The demonstration, which is based on a neo-Ricardian model, is based on a new vision of growth and distribution reconciling the structuring ideas of Schumpeter (creative destruction), Keynes (the role of effective demand), through three equations, but also Ricardo (income sharing), through three other equations. The result is confirmed by an analysis of the macroeconomic trajectories of the 17 advanced economies studied since the post-war boom.
Rising Profits
It is therefore understandable that the United States was a remarkable machine for creating jobs from 1875 until the 1990s, while experiencing a share of profits of about 1/3, relatively stable despite the many crises and industrial revolutions that have followed one another! In the 2000s, the United States broke with this 175-year-old rule and economic growth slowed down sharply.

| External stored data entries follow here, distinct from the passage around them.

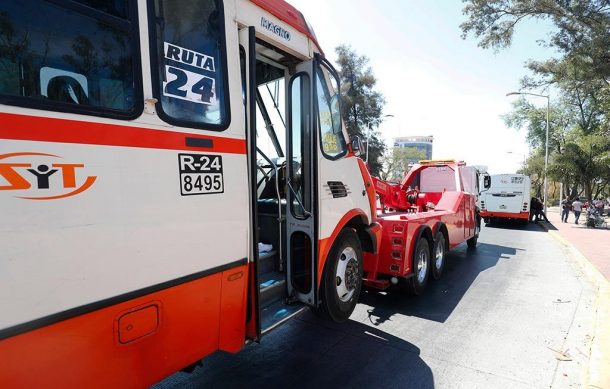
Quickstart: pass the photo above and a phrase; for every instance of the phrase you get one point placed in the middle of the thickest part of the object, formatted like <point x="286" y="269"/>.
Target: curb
<point x="599" y="358"/>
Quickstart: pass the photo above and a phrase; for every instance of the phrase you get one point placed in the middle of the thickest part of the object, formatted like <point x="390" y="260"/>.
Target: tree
<point x="579" y="145"/>
<point x="362" y="105"/>
<point x="396" y="162"/>
<point x="581" y="27"/>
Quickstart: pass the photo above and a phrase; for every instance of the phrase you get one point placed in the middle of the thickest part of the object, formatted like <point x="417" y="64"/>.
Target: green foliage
<point x="581" y="27"/>
<point x="362" y="105"/>
<point x="579" y="131"/>
<point x="396" y="162"/>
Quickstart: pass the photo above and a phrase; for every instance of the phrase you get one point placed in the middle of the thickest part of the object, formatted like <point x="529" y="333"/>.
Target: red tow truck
<point x="419" y="219"/>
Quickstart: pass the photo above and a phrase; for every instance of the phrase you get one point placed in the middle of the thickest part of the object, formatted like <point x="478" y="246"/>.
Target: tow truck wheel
<point x="342" y="279"/>
<point x="421" y="268"/>
<point x="438" y="255"/>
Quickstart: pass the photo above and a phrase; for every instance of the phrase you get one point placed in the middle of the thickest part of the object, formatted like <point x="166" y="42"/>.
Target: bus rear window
<point x="191" y="85"/>
<point x="68" y="56"/>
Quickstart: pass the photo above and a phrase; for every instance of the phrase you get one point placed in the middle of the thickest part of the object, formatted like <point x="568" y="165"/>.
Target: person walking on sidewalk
<point x="577" y="206"/>
<point x="565" y="209"/>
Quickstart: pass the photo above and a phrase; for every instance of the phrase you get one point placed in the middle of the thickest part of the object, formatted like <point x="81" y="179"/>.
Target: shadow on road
<point x="314" y="353"/>
<point x="516" y="225"/>
<point x="440" y="298"/>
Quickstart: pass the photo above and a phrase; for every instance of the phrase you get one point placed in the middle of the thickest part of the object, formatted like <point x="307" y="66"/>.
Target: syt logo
<point x="40" y="176"/>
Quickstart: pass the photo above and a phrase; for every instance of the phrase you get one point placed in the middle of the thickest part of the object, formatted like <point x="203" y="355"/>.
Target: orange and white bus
<point x="175" y="179"/>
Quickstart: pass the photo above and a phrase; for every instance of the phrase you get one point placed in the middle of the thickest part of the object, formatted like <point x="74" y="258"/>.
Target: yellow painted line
<point x="599" y="360"/>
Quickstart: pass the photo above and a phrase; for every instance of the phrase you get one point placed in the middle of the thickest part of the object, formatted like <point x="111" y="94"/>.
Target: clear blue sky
<point x="434" y="82"/>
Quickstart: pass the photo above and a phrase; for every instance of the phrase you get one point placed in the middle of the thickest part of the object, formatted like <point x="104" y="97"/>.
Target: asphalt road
<point x="513" y="313"/>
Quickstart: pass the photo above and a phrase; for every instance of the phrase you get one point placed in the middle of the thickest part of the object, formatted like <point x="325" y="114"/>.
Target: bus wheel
<point x="342" y="279"/>
<point x="421" y="269"/>
<point x="438" y="255"/>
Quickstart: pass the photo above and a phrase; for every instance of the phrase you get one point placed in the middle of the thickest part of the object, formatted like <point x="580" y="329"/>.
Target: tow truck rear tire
<point x="421" y="268"/>
<point x="438" y="255"/>
<point x="342" y="278"/>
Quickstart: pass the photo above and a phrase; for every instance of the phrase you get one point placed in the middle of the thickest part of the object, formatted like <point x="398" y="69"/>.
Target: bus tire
<point x="472" y="242"/>
<point x="421" y="268"/>
<point x="342" y="278"/>
<point x="439" y="249"/>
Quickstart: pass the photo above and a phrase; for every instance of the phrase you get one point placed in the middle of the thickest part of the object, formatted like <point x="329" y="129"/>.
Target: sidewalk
<point x="593" y="243"/>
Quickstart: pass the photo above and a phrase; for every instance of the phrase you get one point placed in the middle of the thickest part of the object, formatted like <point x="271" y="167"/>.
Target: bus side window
<point x="68" y="57"/>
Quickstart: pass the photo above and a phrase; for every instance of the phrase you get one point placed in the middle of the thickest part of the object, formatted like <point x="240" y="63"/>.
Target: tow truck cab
<point x="431" y="211"/>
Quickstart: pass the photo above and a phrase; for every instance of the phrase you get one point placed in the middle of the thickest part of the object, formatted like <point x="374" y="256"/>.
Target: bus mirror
<point x="356" y="145"/>
<point x="486" y="181"/>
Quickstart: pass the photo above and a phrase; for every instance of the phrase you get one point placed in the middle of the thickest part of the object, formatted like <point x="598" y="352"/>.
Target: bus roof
<point x="288" y="14"/>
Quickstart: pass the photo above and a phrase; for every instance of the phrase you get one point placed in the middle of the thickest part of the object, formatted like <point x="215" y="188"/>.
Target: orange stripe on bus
<point x="132" y="344"/>
<point x="34" y="128"/>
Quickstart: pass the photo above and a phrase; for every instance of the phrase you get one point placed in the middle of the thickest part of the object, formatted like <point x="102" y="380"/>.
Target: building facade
<point x="421" y="143"/>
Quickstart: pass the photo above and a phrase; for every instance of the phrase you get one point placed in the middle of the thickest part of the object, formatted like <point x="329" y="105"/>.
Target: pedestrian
<point x="577" y="206"/>
<point x="533" y="208"/>
<point x="540" y="211"/>
<point x="565" y="209"/>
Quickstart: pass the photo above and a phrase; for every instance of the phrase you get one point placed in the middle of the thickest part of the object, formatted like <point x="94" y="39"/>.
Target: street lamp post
<point x="523" y="155"/>
<point x="368" y="134"/>
<point x="546" y="146"/>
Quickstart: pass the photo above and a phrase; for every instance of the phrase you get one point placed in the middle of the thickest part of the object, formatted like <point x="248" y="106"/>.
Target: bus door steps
<point x="272" y="288"/>
<point x="267" y="262"/>
<point x="278" y="313"/>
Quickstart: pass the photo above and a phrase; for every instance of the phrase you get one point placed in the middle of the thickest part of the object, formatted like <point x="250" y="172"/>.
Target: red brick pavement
<point x="593" y="243"/>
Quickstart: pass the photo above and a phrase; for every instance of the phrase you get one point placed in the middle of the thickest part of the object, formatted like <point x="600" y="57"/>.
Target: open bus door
<point x="301" y="212"/>
<point x="278" y="94"/>
<point x="248" y="73"/>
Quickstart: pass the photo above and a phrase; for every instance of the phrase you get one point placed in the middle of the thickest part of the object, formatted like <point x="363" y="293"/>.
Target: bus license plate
<point x="200" y="174"/>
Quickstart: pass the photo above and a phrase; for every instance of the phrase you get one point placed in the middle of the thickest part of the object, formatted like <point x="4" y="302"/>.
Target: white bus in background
<point x="507" y="198"/>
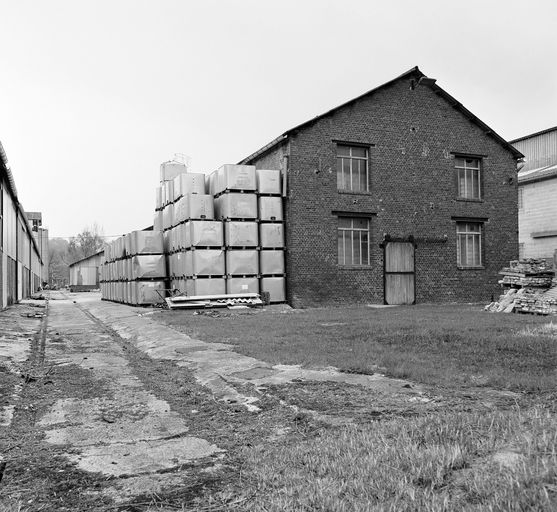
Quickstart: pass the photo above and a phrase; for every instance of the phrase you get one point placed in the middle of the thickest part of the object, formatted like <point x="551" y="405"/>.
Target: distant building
<point x="41" y="236"/>
<point x="537" y="194"/>
<point x="85" y="274"/>
<point x="400" y="195"/>
<point x="21" y="265"/>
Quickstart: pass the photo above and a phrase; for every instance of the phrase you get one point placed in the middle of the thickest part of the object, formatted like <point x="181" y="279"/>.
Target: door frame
<point x="386" y="240"/>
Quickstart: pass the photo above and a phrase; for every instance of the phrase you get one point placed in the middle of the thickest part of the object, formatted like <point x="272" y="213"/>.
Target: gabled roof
<point x="421" y="78"/>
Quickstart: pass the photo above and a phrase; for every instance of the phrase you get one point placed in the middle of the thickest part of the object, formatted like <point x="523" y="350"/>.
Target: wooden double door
<point x="400" y="272"/>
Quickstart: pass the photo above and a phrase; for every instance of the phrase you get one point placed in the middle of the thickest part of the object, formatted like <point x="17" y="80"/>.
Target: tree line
<point x="63" y="252"/>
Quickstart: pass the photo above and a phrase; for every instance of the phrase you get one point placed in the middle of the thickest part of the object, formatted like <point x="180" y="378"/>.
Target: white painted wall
<point x="538" y="213"/>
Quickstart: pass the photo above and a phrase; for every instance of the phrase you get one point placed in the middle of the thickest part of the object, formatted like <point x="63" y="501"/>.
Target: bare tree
<point x="58" y="266"/>
<point x="90" y="241"/>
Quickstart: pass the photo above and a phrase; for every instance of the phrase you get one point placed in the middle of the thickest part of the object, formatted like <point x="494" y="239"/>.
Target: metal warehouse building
<point x="22" y="268"/>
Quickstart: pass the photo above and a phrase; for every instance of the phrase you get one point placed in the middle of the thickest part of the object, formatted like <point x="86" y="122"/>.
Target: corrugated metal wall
<point x="540" y="150"/>
<point x="20" y="263"/>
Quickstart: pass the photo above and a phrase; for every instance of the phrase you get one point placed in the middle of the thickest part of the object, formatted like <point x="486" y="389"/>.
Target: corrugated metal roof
<point x="419" y="76"/>
<point x="539" y="174"/>
<point x="548" y="130"/>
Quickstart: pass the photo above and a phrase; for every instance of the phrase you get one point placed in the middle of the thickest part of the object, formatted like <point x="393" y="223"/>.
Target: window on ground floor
<point x="353" y="241"/>
<point x="469" y="244"/>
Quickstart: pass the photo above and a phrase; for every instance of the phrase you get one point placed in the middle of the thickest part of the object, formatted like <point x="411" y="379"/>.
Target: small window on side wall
<point x="469" y="244"/>
<point x="352" y="168"/>
<point x="353" y="241"/>
<point x="468" y="176"/>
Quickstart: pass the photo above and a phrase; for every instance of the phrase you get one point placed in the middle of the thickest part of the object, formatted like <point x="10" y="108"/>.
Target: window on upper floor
<point x="468" y="176"/>
<point x="353" y="241"/>
<point x="469" y="244"/>
<point x="352" y="168"/>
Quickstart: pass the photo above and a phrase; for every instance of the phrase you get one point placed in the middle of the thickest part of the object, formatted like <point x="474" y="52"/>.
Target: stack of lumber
<point x="530" y="287"/>
<point x="530" y="273"/>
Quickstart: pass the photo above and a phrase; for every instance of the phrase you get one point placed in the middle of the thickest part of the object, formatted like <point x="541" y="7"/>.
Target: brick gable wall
<point x="413" y="136"/>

Japan has been experiencing economic stagnation since the stock market crash of 1991, while massive stimulus has led to considerable debt, accompanied by excessive profits of around 39%, the wage bill having never been so low in more than 60 years!
For Europe and the eurozone, we are very far from the optimal distribution since the 2008 crisis, with profits having the lion’s share at around 37-38%.
French trompe l’oeil
France follows this general evolution with a share of profit rising from 27% during the Thirty Glorious Years to 36% before the financial crisis of 2008, but unlike the other countries, this share then declines to return to a seemingly ideal distribution of 33%. In reality, behind this average, there are large disparities between large and small companies, especially those in the CAC 40 where the share of profit reaches the very high value of 44%. This is a far cry from the ideal distribution!
This new paradigm of distribution leads to a major law, that of an optimal share of wages of 2/3. It must be implemented to overcome climate change, an ageing population and the unstoppable rise in inequality.
Of course, all this is not easy to implement, but it is by moving closer to this “golden rule” that we will be able to face the multiple transitions that the world must face.